Fashion patroon patenteren?
Bescherming van een fashion patroon is mogelijk onder het auteursrecht, modellenrecht en merkenrecht. Wil dat mogelijk zijn via het merkenrecht, dan dient het fashion patroon als een merk "onderscheidend vermogen" te bezitten. Het moet dan kunnen dienen ter identificatie van het product waarvoor registratie is aangevraagd, als afkomstig van een bepaalde onderneming, en daarmee onderscheidend te zijn van producten van andere ondernemingen.
Patroon beschermen?
Onderscheidend vermogen moet in de eerste plaats worden beoordeeld aan de hand van de waren of diensten waarvoor inschrijving is aangevraagd en, in de tweede plaats, onder verwijzing naar de perceptie van het relevante publiek, dat bestaat uit de gemiddelde consument van de producten of betrokken diensten, die redelijk goed geïnformeerd en redelijk oplettend zijn en omzichtig.
In dit geval wordt de lat aangelegd voor de toetsing van driedimensionale merken, bestaand uit de verschijningsvorm van het product zelf:
'De gemiddelde consument heeft niet de gewoonte om aannames te doen over de herkomst van producten op basis van hun vorm of de vorm van hun verpakking, bij gebreke van enige grafische of woordelement en het zou daarom moeilijker kunnen zijn om onderscheidend vermogen vast te stellen betrekking tot een dergelijk driedimensionaal merk dan tot een woord- of beeldmerk (21/04/2015, T-359/12, Inrichting met ruitpatroon (kastanjebruin en beige), EU:T:2015:215, § 22 en de aangehaalde rechtspraak).'
Geoordeeld wordt ook dat hoe meer de vorm waarvoor inschrijving als merk wordt aangevraagd lijkt op de vorm die het meest waarschijnlijk zal zijn voor het product in kwestie, hoe groter de kans dat de vorm geen onderscheidend vermogen heeft.
Deze rechtspraak die geldt met betrekking tot driedimensionale merken, geldt daarmee ook voor een patroonmerk bestaande uit van de tweedimensionale weergave van het product. Dit betekent dat vereist zal kunnen zijn dat het merk significante wijze afwijkt van de norm, ook voor dit Prada fashion patroon.
Bescherming voor fashion mogelijk?
In dit geval is:
[h]et driehoekige patroon in kwestie een fundamenteel en alledaags figuratief patroon samengesteld uit een regelmatige opeenvolging van driehoeken van dezelfde grootte die naast elkaar zijn geplaatst en gedifferentieerd door verschillende kleuren af te wisselen. Het patroon bevat dus geen enkele opmerkelijke variatie ten opzichte van de conventionele weergave van een driehoekig patroon en is hetzelfde als de traditionele vorm van een dergelijk patroon.
Het patroon wordt doorgaans toegepast op kleding, textiel of ander materiaal, zoals gestoffeerde meubels of meubelstukken, en dat gewoonlijk wordt gebruikt voor kleding, handtassen, decoraties of verschijnt als een oppervlak van verschillende onderwerpen en de verpakking ervan. Om deze reden zou het beoogde publiek het zich herhalende patroon slechts waarnemen als een typisch ontwerp van decoratieve elementen, en niet als een merk.
Het relevante publiek (voor fashion) zal dit patroon onmiddellijk en zonder verdere nadenken beschouwen als een aantrekkelijk detail van het product in kwestie, of als een banale decoratie element, in plaats van als een indicatie van de commerciële oorsprong ervan. Het komt aldus overeen met het uiterlijk van de goederen.
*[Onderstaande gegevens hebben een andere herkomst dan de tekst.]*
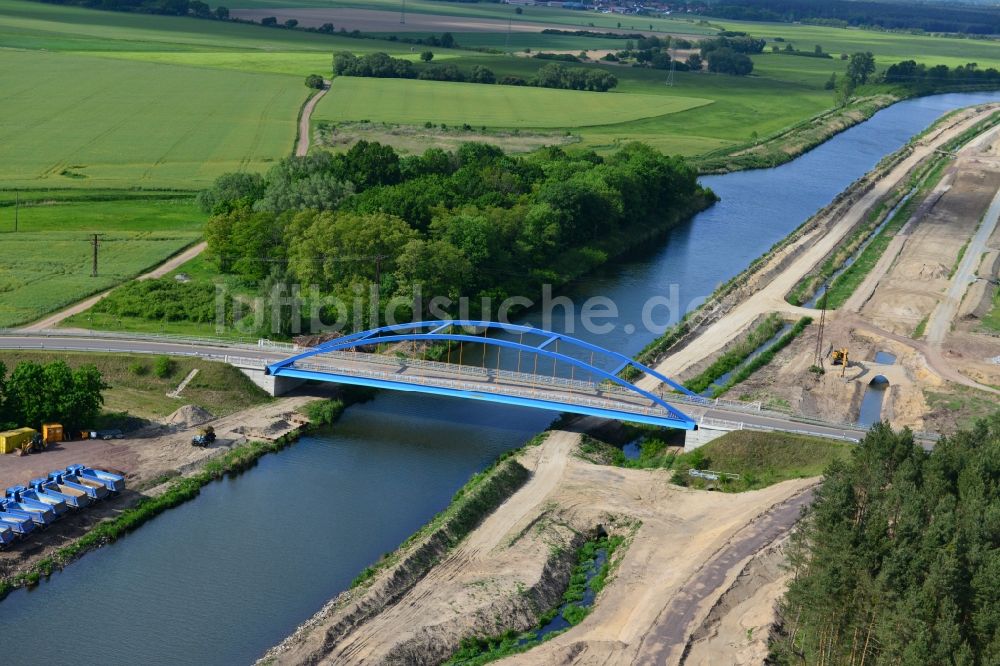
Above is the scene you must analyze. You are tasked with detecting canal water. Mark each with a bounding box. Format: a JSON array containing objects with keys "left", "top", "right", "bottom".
[{"left": 7, "top": 93, "right": 1000, "bottom": 665}]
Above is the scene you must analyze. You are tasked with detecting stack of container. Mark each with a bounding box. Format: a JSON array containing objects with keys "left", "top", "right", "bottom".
[{"left": 0, "top": 462, "right": 125, "bottom": 547}]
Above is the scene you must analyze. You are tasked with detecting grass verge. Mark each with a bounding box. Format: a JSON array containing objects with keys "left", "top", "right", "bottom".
[
  {"left": 684, "top": 312, "right": 783, "bottom": 393},
  {"left": 444, "top": 535, "right": 626, "bottom": 666},
  {"left": 826, "top": 158, "right": 948, "bottom": 310},
  {"left": 0, "top": 420, "right": 316, "bottom": 600},
  {"left": 0, "top": 350, "right": 271, "bottom": 419},
  {"left": 712, "top": 317, "right": 812, "bottom": 398},
  {"left": 580, "top": 430, "right": 853, "bottom": 492},
  {"left": 351, "top": 433, "right": 547, "bottom": 589}
]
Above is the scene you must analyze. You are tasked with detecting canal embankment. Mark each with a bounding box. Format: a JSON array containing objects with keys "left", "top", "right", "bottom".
[
  {"left": 640, "top": 105, "right": 995, "bottom": 392},
  {"left": 260, "top": 430, "right": 828, "bottom": 664},
  {"left": 0, "top": 396, "right": 326, "bottom": 600}
]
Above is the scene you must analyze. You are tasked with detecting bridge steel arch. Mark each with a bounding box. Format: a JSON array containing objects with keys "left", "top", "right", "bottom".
[{"left": 265, "top": 320, "right": 698, "bottom": 430}]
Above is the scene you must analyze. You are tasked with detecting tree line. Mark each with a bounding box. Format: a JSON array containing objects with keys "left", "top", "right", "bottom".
[
  {"left": 201, "top": 141, "right": 715, "bottom": 325},
  {"left": 771, "top": 413, "right": 1000, "bottom": 666},
  {"left": 0, "top": 361, "right": 110, "bottom": 430},
  {"left": 688, "top": 0, "right": 1000, "bottom": 35},
  {"left": 333, "top": 51, "right": 618, "bottom": 92}
]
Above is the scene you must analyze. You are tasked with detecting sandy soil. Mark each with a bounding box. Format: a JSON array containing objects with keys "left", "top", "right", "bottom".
[
  {"left": 266, "top": 431, "right": 813, "bottom": 665},
  {"left": 229, "top": 7, "right": 704, "bottom": 40},
  {"left": 681, "top": 537, "right": 791, "bottom": 666},
  {"left": 0, "top": 396, "right": 314, "bottom": 577},
  {"left": 21, "top": 242, "right": 208, "bottom": 331}
]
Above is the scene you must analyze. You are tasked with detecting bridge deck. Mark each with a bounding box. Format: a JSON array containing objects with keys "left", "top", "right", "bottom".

Ook daarom kan volgens de uitspraak niet worden geoordeeld dat het patroon aanzienlijk verschilt van het
norm of gewoonten van de sector.
Ten slotte had Prada ook geen beroep gedaan op het 'ingeburgerd' zijn van het patroon als merk, maar zich slechts verlaten op de stelling dat het patroon intrinsiek onderscheidend vermogen bezit. Dit wordt dus niet aangenomen.
Conclusie
De bescherming (het 'patenteren') van een banale vorm als merk gaat niet zonder slag of stoot. Een significante afwijking van de norm zal in veel gevallen vereist zijn om een patroon onderscheidend vermogen te geven.